What Fostering Actually Costs
I want to be honest about this, because the romanticized version of rescue work doesn't serve anyone.
Fostering costs money. Emergency vet visits at 11pm. Prescription diets. Medications. Orthopedic beds for dogs who need them. Baby gates to keep the new foster separated from the pack while everyone adjusts. Heartworm treatment that costs $1,000s and months of recovery.
Fostering costs time. The dog who won't eat unless you sit next to the bowl. The one who needs to go outside every two hours while they're healing from surgery. The one who needs to be carried up the stairs because their back legs aren't quite working yet. Driving hours each way to specialists and rehab. Waking up every few hours to administer medications every 4 hours. Tube feeding or bottle feeding babies around the clock.
Fostering costs emotionally. The goodbye when a great family falls in love and takes them home. The goodbye when a dog doesn't make it, and you held them, and you were the last person they knew.
I have said both kinds of goodbyes more times than I can count.
What Fostering Gives Back
And yet.
There is a piece of writing that's circulated in rescue communities for years — author unknown, titled "To My Foster Dog" — that describes the arc of what fostering looks like from the inside. The stink and the distrust and the slow, patient, incremental progress. The bath that changes something. The day the dog runs for joy. The phone call six months later from the forever family.
If you want to understand what fostering feels like without having done it, find that piece and read it. It gets it right.
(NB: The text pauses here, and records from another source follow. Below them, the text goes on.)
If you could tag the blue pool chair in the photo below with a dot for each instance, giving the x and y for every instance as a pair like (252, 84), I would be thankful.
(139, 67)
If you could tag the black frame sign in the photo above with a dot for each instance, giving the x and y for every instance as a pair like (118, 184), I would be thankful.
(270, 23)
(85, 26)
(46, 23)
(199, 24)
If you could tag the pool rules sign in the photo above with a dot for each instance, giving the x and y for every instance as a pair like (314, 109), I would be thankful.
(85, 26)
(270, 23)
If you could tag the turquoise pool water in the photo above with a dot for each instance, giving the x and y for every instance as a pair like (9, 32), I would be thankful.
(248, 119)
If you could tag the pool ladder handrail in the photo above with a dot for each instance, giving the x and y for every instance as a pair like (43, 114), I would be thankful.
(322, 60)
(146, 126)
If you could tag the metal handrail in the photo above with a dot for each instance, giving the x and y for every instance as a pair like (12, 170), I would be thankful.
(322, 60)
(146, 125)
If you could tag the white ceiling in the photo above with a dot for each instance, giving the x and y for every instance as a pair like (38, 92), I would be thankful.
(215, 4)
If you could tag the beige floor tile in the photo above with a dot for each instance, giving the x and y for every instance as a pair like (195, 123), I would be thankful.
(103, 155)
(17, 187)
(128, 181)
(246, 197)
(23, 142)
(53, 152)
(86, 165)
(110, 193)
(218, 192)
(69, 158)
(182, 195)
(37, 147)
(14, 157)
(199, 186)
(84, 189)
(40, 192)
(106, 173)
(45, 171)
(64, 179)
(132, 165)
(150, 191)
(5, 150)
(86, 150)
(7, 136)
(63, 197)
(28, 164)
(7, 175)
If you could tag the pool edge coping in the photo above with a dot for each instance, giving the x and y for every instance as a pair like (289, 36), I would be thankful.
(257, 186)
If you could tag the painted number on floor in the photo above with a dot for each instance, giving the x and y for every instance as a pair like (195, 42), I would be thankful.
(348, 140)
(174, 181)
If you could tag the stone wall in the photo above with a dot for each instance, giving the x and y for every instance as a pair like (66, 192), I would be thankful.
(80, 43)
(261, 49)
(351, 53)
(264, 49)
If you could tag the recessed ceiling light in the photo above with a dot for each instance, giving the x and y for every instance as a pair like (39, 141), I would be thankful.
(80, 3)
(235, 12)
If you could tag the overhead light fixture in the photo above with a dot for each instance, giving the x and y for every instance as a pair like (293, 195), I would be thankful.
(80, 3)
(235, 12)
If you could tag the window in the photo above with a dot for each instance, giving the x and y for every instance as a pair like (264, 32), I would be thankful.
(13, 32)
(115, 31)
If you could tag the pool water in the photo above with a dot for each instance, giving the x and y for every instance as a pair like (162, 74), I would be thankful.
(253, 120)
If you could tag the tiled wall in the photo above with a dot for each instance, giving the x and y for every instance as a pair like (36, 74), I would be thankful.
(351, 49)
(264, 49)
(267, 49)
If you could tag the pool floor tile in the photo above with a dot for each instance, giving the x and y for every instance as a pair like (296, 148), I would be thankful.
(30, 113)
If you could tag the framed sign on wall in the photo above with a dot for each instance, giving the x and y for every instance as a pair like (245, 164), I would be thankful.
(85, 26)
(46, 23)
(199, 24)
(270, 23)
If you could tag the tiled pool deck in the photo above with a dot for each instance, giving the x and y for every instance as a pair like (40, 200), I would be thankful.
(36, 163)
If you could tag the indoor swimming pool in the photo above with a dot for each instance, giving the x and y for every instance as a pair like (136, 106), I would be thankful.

What it can't fully capture is the cumulative effect of doing this for fifteen years. The version of yourself you become. The particular kind of patience that gets trained into your hands and your voice and the way you move around a frightened animal. The capacity for love that expands every single time you think it's already as large as it can get.
Rescue changed the course of my life. It gave me my farm, my community, my business, my understanding of why photographs of dogs matter. Every portrait I make for a client is, in some way, downstream of every foster dog who taught me what it means to earn an animal's trust.
How You Can Help
If you've been thinking about fostering — even occasionally, even just for a dog who needs somewhere to land between rescue and adoption — I'd encourage you to reach out to your local rescue.
If you're in Georgia and interested in fostering medically fragile brachycephalic dogs, Rescue Ranch is always looking for fosters and volunteers.
The dogs are waiting. They're all beautiful.